Rim Battal Le corps souverain

Rim Battal est une jeune artiste pleine de promesses. Deux expositions montrent actuellement son oeuvre photographique naissante à Rabat et à Marrakech. Touche-à-tout, elle vient aussi de publier son premier recueil de poésie.

FDM : Parlons d’abord de votre actualité, “Vingt poèmes et des poussières”, qui sort chez LansKine. Comment décririez-vous cette œuvre ?

Rim Battal : Pour reprendre les mots de mon éditrice, “Vingt poèmes et des poussières” est une “comptine pour se réveiller et regarder le monde, se battre et aimer.” C’est un recueil que l’on s’approprie, que l’on effeuille au lieu de feuilleter. On en prendra des passages qu’on recopiera sur un mur ou qu’on regardera pendant un moment. Car les poèmes qui y figurent sont très visuels. La plupart sont plutôt composés pour être regardés, presque touchés ; lus dans l’intimité plutôt que récités, déclamés. En tout cas, c’est ainsi que le recueil a été conçu. On y trouvera aussi quelques photos tirées de ma série “Mes baigneuses”.

Vous choisissez un genre littéraire peu valorisé de nos jours. À quoi cela est-il dû, selon vous ?
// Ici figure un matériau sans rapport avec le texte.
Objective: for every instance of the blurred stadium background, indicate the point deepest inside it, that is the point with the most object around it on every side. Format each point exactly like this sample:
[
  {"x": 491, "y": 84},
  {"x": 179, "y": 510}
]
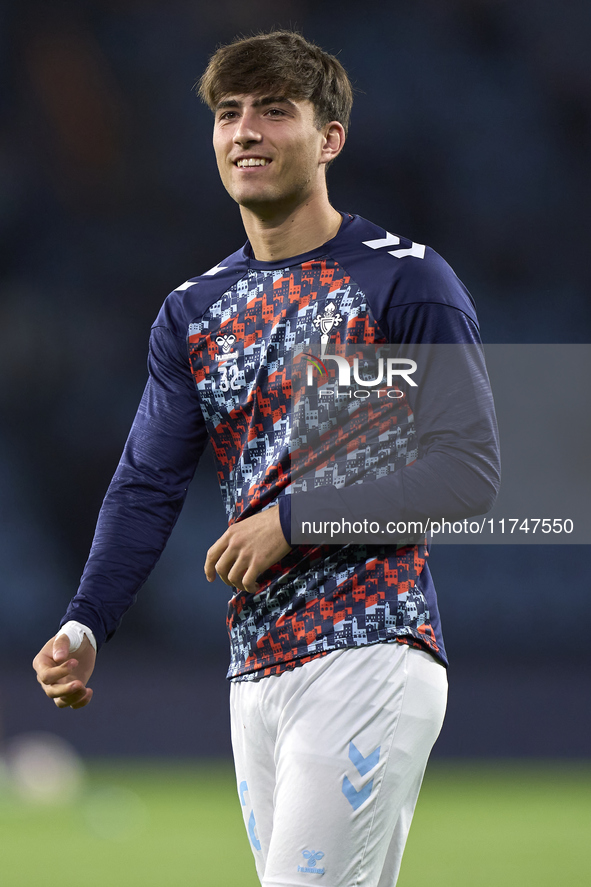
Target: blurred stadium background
[{"x": 471, "y": 132}]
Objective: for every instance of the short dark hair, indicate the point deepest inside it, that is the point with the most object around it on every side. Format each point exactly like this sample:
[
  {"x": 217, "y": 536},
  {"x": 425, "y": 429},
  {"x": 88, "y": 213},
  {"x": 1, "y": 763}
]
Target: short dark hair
[{"x": 284, "y": 62}]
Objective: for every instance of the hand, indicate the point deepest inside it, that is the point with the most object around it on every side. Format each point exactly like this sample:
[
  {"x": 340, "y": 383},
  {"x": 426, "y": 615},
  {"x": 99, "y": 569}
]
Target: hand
[
  {"x": 64, "y": 679},
  {"x": 246, "y": 550}
]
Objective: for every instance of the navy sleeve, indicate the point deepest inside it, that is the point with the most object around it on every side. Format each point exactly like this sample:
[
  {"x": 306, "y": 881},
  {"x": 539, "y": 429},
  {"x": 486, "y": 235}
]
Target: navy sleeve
[
  {"x": 147, "y": 492},
  {"x": 457, "y": 473}
]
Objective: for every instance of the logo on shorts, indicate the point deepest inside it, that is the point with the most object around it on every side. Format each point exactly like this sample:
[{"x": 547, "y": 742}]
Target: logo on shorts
[{"x": 312, "y": 857}]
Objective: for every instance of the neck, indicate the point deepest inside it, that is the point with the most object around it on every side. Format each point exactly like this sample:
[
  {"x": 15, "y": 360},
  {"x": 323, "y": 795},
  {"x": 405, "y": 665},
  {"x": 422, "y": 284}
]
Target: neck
[{"x": 291, "y": 231}]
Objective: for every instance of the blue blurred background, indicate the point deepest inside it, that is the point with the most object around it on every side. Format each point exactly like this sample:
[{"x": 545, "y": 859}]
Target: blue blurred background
[{"x": 471, "y": 131}]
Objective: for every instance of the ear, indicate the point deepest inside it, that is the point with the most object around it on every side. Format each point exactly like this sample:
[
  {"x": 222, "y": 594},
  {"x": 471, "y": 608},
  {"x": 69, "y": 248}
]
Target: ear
[{"x": 333, "y": 141}]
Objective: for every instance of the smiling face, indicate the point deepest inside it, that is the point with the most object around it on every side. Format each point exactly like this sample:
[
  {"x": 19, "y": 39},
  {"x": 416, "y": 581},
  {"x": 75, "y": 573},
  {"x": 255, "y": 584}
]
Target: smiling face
[{"x": 270, "y": 154}]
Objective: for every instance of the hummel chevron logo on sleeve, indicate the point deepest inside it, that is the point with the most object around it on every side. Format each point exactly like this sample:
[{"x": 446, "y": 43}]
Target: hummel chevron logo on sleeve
[
  {"x": 363, "y": 766},
  {"x": 388, "y": 240},
  {"x": 214, "y": 270},
  {"x": 185, "y": 286},
  {"x": 415, "y": 249}
]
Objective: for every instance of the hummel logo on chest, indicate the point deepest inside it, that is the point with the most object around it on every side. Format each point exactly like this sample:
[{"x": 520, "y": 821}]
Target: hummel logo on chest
[{"x": 327, "y": 322}]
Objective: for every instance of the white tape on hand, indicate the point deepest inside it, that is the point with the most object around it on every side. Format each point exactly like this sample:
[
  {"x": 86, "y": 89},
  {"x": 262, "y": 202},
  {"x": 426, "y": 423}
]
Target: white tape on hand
[{"x": 75, "y": 632}]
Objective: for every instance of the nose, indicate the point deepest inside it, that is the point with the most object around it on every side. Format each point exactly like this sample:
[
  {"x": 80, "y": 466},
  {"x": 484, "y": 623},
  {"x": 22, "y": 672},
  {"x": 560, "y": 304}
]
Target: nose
[{"x": 246, "y": 132}]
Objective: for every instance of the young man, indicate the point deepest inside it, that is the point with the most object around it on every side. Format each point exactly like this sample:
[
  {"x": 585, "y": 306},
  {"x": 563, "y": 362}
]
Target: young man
[{"x": 338, "y": 665}]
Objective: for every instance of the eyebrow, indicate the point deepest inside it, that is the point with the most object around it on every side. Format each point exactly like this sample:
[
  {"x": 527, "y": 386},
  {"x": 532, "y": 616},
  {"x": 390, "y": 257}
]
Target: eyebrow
[{"x": 258, "y": 103}]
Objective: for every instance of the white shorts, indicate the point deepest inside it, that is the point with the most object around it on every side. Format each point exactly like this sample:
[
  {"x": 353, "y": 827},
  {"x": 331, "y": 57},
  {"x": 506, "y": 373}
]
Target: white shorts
[{"x": 329, "y": 762}]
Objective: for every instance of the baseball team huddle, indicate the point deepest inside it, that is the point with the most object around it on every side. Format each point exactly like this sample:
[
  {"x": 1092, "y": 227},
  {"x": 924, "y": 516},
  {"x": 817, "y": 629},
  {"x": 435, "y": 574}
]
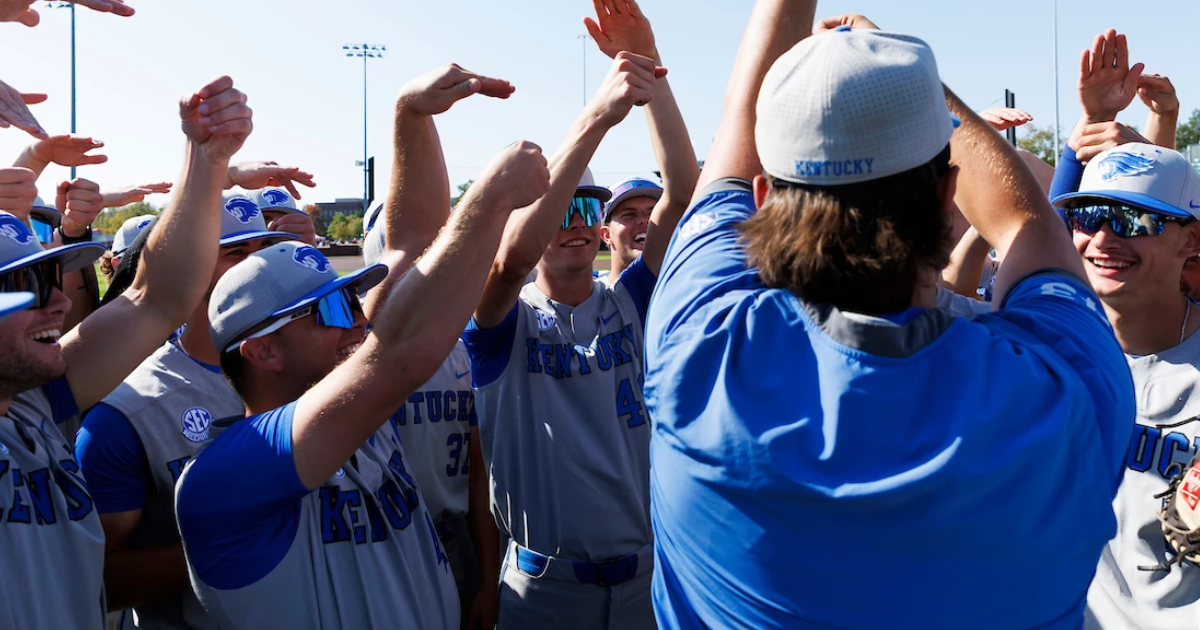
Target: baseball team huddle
[{"x": 871, "y": 367}]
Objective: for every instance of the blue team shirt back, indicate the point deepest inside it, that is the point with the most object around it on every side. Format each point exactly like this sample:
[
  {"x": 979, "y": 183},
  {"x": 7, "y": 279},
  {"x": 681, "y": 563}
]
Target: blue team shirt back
[{"x": 821, "y": 469}]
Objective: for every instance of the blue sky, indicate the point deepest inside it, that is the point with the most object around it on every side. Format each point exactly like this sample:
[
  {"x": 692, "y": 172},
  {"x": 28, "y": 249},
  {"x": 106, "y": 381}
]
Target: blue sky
[{"x": 307, "y": 97}]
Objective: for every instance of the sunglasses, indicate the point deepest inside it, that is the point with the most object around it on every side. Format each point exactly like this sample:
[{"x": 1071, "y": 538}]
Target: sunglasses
[
  {"x": 588, "y": 209},
  {"x": 39, "y": 279},
  {"x": 1127, "y": 221},
  {"x": 336, "y": 310}
]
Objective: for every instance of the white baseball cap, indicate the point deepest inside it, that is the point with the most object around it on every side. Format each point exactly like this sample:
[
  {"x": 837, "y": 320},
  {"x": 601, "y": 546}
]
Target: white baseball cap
[
  {"x": 129, "y": 232},
  {"x": 851, "y": 106},
  {"x": 1139, "y": 174},
  {"x": 276, "y": 199}
]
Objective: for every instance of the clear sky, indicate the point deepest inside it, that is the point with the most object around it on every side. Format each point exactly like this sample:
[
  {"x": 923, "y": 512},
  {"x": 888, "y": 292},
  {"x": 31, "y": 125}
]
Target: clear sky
[{"x": 307, "y": 97}]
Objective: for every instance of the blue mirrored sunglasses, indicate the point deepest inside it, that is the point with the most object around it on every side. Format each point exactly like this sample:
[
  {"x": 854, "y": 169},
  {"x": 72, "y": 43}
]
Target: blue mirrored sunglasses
[
  {"x": 1127, "y": 221},
  {"x": 587, "y": 207},
  {"x": 43, "y": 231}
]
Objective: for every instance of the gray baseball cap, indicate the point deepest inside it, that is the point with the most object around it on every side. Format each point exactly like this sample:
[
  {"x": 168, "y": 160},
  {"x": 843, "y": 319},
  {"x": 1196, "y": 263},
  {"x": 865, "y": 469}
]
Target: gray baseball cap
[
  {"x": 243, "y": 221},
  {"x": 274, "y": 282},
  {"x": 19, "y": 247},
  {"x": 11, "y": 303},
  {"x": 276, "y": 199}
]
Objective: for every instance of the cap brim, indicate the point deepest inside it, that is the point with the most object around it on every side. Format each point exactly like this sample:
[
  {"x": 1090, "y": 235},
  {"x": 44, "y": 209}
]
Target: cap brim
[
  {"x": 243, "y": 237},
  {"x": 363, "y": 281},
  {"x": 71, "y": 257},
  {"x": 11, "y": 303},
  {"x": 1131, "y": 198},
  {"x": 599, "y": 192}
]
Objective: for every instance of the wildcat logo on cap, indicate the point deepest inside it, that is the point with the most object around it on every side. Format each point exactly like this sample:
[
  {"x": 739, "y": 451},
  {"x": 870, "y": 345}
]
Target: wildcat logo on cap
[
  {"x": 311, "y": 258},
  {"x": 15, "y": 229},
  {"x": 276, "y": 197},
  {"x": 1123, "y": 165},
  {"x": 241, "y": 209}
]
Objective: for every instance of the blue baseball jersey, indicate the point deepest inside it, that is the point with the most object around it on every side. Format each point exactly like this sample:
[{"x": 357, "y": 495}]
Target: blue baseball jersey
[
  {"x": 264, "y": 551},
  {"x": 964, "y": 467}
]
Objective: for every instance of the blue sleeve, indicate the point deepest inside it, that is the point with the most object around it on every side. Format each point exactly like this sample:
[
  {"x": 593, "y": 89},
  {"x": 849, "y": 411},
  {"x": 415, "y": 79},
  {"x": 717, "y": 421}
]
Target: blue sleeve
[
  {"x": 239, "y": 501},
  {"x": 490, "y": 349},
  {"x": 639, "y": 281},
  {"x": 1063, "y": 316},
  {"x": 705, "y": 259},
  {"x": 63, "y": 405},
  {"x": 113, "y": 460}
]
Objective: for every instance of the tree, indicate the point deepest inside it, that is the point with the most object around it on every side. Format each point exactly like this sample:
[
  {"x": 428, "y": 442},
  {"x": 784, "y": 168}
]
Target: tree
[
  {"x": 462, "y": 190},
  {"x": 109, "y": 221},
  {"x": 1188, "y": 133},
  {"x": 1039, "y": 142}
]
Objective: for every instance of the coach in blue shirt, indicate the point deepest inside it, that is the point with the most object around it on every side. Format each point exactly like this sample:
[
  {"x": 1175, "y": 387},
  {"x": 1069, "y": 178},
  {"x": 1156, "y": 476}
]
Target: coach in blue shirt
[{"x": 829, "y": 450}]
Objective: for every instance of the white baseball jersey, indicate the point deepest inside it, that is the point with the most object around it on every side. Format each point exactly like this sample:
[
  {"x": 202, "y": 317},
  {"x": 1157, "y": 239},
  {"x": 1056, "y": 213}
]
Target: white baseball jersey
[{"x": 1127, "y": 592}]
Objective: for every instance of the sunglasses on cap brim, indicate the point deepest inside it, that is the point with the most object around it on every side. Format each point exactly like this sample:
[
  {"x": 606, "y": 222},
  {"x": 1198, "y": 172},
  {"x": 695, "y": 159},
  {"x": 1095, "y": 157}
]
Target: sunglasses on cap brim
[
  {"x": 40, "y": 279},
  {"x": 588, "y": 208},
  {"x": 336, "y": 310},
  {"x": 1126, "y": 221}
]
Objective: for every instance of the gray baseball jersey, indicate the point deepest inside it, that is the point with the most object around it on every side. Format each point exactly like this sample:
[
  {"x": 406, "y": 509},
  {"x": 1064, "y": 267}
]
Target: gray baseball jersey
[
  {"x": 359, "y": 552},
  {"x": 564, "y": 432},
  {"x": 52, "y": 547},
  {"x": 169, "y": 401},
  {"x": 1127, "y": 592},
  {"x": 435, "y": 426}
]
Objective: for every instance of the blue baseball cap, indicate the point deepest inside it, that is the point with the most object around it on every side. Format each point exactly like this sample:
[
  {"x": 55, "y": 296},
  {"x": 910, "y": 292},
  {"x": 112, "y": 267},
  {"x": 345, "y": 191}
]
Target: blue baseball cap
[
  {"x": 629, "y": 189},
  {"x": 11, "y": 303},
  {"x": 19, "y": 249},
  {"x": 243, "y": 221},
  {"x": 1145, "y": 175},
  {"x": 274, "y": 282}
]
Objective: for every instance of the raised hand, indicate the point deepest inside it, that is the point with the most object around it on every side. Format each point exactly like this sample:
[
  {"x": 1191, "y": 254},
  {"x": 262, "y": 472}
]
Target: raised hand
[
  {"x": 300, "y": 226},
  {"x": 438, "y": 90},
  {"x": 1002, "y": 118},
  {"x": 129, "y": 195},
  {"x": 18, "y": 189},
  {"x": 1158, "y": 94},
  {"x": 519, "y": 175},
  {"x": 13, "y": 112},
  {"x": 255, "y": 175},
  {"x": 1107, "y": 83},
  {"x": 216, "y": 119},
  {"x": 1098, "y": 137},
  {"x": 621, "y": 27},
  {"x": 630, "y": 82},
  {"x": 79, "y": 201},
  {"x": 66, "y": 150},
  {"x": 851, "y": 19}
]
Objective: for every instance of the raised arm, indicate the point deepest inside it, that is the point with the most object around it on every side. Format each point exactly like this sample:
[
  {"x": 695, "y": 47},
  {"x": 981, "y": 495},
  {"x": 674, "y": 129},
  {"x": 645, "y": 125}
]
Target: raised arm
[
  {"x": 1001, "y": 198},
  {"x": 774, "y": 28},
  {"x": 178, "y": 261},
  {"x": 419, "y": 198},
  {"x": 621, "y": 25},
  {"x": 629, "y": 82},
  {"x": 418, "y": 322}
]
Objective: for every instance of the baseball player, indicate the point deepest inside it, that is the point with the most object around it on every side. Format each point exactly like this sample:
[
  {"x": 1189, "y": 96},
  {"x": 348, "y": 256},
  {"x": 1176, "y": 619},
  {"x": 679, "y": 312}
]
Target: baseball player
[
  {"x": 51, "y": 537},
  {"x": 814, "y": 411},
  {"x": 333, "y": 510},
  {"x": 135, "y": 444},
  {"x": 557, "y": 369},
  {"x": 627, "y": 219},
  {"x": 439, "y": 430},
  {"x": 1134, "y": 223}
]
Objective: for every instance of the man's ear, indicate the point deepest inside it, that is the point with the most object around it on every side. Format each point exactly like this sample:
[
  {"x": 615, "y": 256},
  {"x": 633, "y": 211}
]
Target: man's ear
[{"x": 760, "y": 190}]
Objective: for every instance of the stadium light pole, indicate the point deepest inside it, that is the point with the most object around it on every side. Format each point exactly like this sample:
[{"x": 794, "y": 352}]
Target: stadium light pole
[
  {"x": 71, "y": 6},
  {"x": 365, "y": 52}
]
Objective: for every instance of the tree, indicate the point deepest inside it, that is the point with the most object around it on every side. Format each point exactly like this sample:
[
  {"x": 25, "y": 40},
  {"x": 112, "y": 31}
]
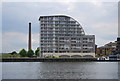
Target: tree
[
  {"x": 37, "y": 52},
  {"x": 30, "y": 53},
  {"x": 23, "y": 53},
  {"x": 13, "y": 53}
]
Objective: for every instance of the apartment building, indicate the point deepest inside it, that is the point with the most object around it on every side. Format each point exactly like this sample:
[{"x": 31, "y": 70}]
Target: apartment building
[{"x": 62, "y": 35}]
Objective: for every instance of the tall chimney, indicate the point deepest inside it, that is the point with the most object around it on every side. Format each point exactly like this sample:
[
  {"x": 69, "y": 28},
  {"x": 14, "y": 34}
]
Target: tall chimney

Je crois que les gens s’intéressent de moins en moins à la littérature de manière générale et lui préfèrent la lecture de l’actualité, les blogs et autres jeux en réseau. Certes, le roman est plus prisé, certainement parce que la poésie est plus difficile d’accès et demande beaucoup d’imagination et de présence au lecteur s’il souhaite voyager en en lisant. Le roman explicite les pensées des personnages et celles de l’écrivain qui se dessinent en filigrane. Mais la poésie a sa place et l’aura à jamais parce qu’il y aura toujours des gens pour la réinventer. Par exemple, l’Américain Kenneth Goldsmith qui, après avoir composé des poèmes à partir de suites de statuts Facebook, donne aujourd’hui un cours de poésie intitulé “Wasting time on the Internet” à l’Université de Pennsylvanie où les étudiants doivent surfer sur le Web trois heures par semaine et en sortir avec du matériel littéraire, de la poésie. Dans un registre plus performatif, le slam est aussi une des formes contemporaines de la poésie. Ces deux exemples montrent comment on peut détourner du matériel de divertissement pour le mettre au service de la poésie ou de la littérature en général. La poésie finit toujours par trouver son public.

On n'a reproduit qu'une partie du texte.